Posted By USFN, Monday, March 25, 2019

by Julie Molteni, Esq.                                   

Quality Loan Service Corp.

USFN Member (CA)

Kristin McDonald, Esq.

McCarthy & Holthus LLP
USFN Member (AZ, CA, CO, ID, NM, NV, OR, TX, WA)

The United States District Court for the District of Arizona ruled that, in certain circumstances, the notice of intent to accelerate may constitute a deceleration of the loan when evaluating a statute of limitations claim.  Hummel v. Rushmore Loan Mgmt. LLC, 2018 U.S. Dist. LEXIS 132358 (D. Ariz. Aug. 7, 2018). 


In Hummel, borrowers sought to quiet title and enjoin a non-judicial foreclosure of the property.  They alleged that Arizona’s six year statute of limitation barred the foreclosure from proceeding.  The borrowers defaulted on their loan in 2009 and in February of that same year, the servicer issued a notice of intent to accelerate the loan.  In February 2011, the servicer sent a second notice of intent to accelerate.  A Notice of Trustee’s Sale was recorded in February 2013, but the sale was cancelled the following month.  While other foreclosure notices and notices of intent to accelerate were issued, the court focused on the 2009 and 2011 notices of intent to accelerate when evaluating the statute of limitations claim.
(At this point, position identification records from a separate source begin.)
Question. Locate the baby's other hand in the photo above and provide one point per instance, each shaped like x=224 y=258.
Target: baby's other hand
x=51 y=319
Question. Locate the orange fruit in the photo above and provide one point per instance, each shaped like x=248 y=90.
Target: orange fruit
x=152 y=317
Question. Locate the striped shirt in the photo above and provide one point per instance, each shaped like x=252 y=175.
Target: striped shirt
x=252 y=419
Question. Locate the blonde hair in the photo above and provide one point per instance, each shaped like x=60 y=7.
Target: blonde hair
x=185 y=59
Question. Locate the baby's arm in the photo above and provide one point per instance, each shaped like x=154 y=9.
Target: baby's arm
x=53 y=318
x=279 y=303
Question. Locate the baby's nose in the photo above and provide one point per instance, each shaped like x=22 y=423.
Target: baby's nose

Despite noting that there was a question of fact as to whether or not the loan accelerated in 2009, the court ruled that the statute of limitations defense was not available to the borrower because the 2011 notice of intent to accelerate actually decelerated the loan.  In making this conclusion, the court noted that the 2011 notice of intent to accelerate that was sent to the borrower contained the necessary language to revoke the acceleration.  Specifically, the notice contained statements conveying that (1) the borrower is in default, (2) the borrower has a right to cure the default by paying less than the full debt, and (3) the creditor might accelerate the debt if the borrower does not cure the default.   Since the 2011 notice was transmitted to the borrower and contained the requisite statements, the court held that for the purposes of evaluating the statute of limitations, the 2011 notice of intent to accelerate actually decelerated the loan.  It granted summary judgment on the issue in favor of the servicer and beneficiary.


This ruling provides post-Andra R Miller Designs LLC v. U.S. Bank NA[1] clarity for processing non judicial foreclosures with aged defaults. 

[1] The case of Andra R Miller Designs LLC v. U.S. Bank NA, 244 Ariz. 265 (Ct. App. 2018), held that the Notice of Sale accelerates the loan.